Magic pulled the stick back and ascended, putting more distance between himself and the F-22s. He went to thirty-five thousand feet, becoming a big, fat, juicy target for the PAF's air defense operators up and down the archipelago. This would be the very first test of a truly foreign air defense system, the real thing-but at least it was a neutral country.
He put his radios in scan mode and listened for the reaction from the Filipinos.
There wasn't one.
"Raider, we are still Charlie Mike." The pocket protectors were clearly jubilant. Magic could hear some celebrating in the background of the transmission. "Proceed to Point Charlie, Raider, hostile test approved. You've made us propeller-heads very happy back here."
Magic acknowledged the call, tilted his stick to steady up on course two-seven-zero, and left Viper Flight behind.
He was alone now, headed over Palawan, a long candy bar-shaped Philippine island. It lay just east of Mischief Reef, a heavily fortified man-made outpost built by the Chinese to illegally take control of the South China Sea.

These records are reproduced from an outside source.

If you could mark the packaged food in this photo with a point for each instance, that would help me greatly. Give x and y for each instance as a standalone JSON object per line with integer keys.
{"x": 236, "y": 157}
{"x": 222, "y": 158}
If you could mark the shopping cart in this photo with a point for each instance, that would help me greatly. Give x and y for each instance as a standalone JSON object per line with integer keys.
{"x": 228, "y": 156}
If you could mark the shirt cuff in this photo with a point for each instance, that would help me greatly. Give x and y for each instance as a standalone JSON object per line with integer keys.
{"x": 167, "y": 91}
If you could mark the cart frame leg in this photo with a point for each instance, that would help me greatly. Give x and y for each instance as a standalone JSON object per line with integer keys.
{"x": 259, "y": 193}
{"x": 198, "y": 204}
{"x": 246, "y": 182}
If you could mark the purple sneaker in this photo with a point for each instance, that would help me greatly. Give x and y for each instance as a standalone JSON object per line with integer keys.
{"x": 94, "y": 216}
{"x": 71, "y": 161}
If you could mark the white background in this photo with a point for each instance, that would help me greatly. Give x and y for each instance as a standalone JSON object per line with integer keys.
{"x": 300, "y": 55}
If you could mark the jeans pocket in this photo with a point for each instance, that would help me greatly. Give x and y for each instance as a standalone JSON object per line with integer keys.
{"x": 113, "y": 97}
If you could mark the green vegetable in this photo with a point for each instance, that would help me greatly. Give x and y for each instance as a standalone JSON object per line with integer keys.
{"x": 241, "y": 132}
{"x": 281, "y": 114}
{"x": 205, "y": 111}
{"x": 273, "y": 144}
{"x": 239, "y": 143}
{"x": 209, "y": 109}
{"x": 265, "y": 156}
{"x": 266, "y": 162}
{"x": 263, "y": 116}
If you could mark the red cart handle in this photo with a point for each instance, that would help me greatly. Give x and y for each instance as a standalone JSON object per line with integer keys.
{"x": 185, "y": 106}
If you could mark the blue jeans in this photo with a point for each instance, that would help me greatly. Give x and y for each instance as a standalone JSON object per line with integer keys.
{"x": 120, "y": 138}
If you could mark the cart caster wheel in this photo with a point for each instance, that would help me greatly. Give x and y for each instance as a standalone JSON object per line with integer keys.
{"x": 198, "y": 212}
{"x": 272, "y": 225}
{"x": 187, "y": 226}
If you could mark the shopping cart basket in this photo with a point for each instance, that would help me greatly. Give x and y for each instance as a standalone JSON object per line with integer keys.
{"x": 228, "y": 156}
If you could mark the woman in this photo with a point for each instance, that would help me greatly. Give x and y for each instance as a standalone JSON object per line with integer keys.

Magic's F-15 would soon fly right over it.
That's when he would know whether UMBRA really worked.
His hair buzzed short, his skin tawny, his fatigues unmarked by insignia, Colonel Cai Qi stood next to a missile defense sergeant in a buried bunker on China’s Mischief Reef.
Braced by the muscled shoulders and sinewy arms of the Muay Thai fighter he was, Cai leaned on the metal tabletop and studied the flow of real-time information coming in from the air defense radars. Heterochromia, a quirk in the genetic roll of the dice, had given him one brown and one blue eye, both of which squinted at the small digital symbols that represented aircraft over the South China Sea.